Eileen remembers college years as so idyllic because of the modern social living structure her friends created in a shared space, where “[i]n the evenings Alice sometimes read aloud the good jokes from her manuscript while Eileen was cooking dinner” (31). The friend group lived close together out of necessity, and they became like a family. Close living quarters amplify a sense of personal connection, and so the spread of Eileen’s friends post-college alarms her: It feels like losing another family as members are drawn away by careers or finances. As the material living conditions of capitalism scatter the friends, Eileen romanticizes those early days as a life spent discussing philosophies and theories that promised an infinity of imagined possibilities for their lives.
Alice briefly worries that she is being “undialectical” in her philosophizing to Eileen, meaning Marxist principles guide her questions about philosophy and the material conditions of reality. Dialectical materialism is a Marxist philosophy wherein history progresses through a struggle between economic forces, namely class conflict. The philosophy also holds that knowledge and truth are only graspable through “lived experience” within material reality; the truth is not something “out there” that can be apprehended through pure intellect, and the essence of historical existence arises from material circumstances rather than the realm of the intellect. This latter point is especially significant to an irony in Alice’s character, as she habitually intellectualizes her experiences in order to mitigate personal vulnerability and to hold painful emotions at bay. She may espouse lofty Marxist ideals, but she often prefers an unlived experience. Rooney shows a sense of humor, maybe even a subtle satiric edge, through characters whose actual humanity and heartfelt desires confound their intellectual pronouncements.

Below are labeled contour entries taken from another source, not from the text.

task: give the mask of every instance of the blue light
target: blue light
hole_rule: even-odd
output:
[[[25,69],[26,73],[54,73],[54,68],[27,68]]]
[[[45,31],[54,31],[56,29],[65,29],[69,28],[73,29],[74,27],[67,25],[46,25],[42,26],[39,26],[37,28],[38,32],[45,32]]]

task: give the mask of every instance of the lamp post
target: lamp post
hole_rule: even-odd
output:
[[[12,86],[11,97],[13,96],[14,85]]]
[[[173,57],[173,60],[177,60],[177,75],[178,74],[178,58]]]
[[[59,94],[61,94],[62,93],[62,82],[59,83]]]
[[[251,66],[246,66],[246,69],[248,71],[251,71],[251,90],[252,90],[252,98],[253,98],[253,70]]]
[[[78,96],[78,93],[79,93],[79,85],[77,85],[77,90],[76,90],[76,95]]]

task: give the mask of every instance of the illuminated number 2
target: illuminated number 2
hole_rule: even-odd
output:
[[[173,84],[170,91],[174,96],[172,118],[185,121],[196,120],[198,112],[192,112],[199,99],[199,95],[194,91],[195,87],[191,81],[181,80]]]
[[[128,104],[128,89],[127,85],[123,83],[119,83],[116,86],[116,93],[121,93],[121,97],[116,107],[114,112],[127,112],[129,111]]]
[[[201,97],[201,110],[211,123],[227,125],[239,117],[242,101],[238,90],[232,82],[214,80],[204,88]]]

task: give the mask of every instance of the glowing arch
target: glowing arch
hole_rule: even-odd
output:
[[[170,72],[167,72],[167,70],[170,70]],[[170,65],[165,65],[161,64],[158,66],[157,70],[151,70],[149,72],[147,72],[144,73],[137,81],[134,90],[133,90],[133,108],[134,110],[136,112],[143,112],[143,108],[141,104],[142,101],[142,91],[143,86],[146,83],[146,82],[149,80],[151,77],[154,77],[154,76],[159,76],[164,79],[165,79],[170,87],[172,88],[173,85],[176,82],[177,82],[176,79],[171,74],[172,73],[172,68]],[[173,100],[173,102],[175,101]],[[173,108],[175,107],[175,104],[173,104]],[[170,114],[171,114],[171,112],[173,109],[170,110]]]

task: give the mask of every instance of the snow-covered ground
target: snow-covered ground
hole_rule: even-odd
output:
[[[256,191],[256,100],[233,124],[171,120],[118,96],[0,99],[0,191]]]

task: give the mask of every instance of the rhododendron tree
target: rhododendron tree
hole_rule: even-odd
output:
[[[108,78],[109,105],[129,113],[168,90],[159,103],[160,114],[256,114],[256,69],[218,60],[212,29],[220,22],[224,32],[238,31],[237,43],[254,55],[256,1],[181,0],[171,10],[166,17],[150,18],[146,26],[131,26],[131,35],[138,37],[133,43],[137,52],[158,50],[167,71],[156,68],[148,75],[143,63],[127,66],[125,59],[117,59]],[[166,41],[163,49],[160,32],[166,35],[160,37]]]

Eileen, meanwhile, blames her own interpersonal failings for her depression instead of considering a bloated capitalist society that reduces human life to a profitable resource. She is too emotionally overwhelmed with her depression to escape through intellectualizing.
Alice notes that the Dublin sky looms over the city like a “memento mori,” as if equalizing all of humanity through mortality and the impending doom of civilization. The cityscape here holds an impression of loneliness due to the sheer expanse of an empty sky that, in its unlimited scope, aids in creating a feeling of “discontinuous” temporality. Cityscapes, in other words, are a motif highlighting both the bustling of lived humanity and the isolation of urban capitalist living.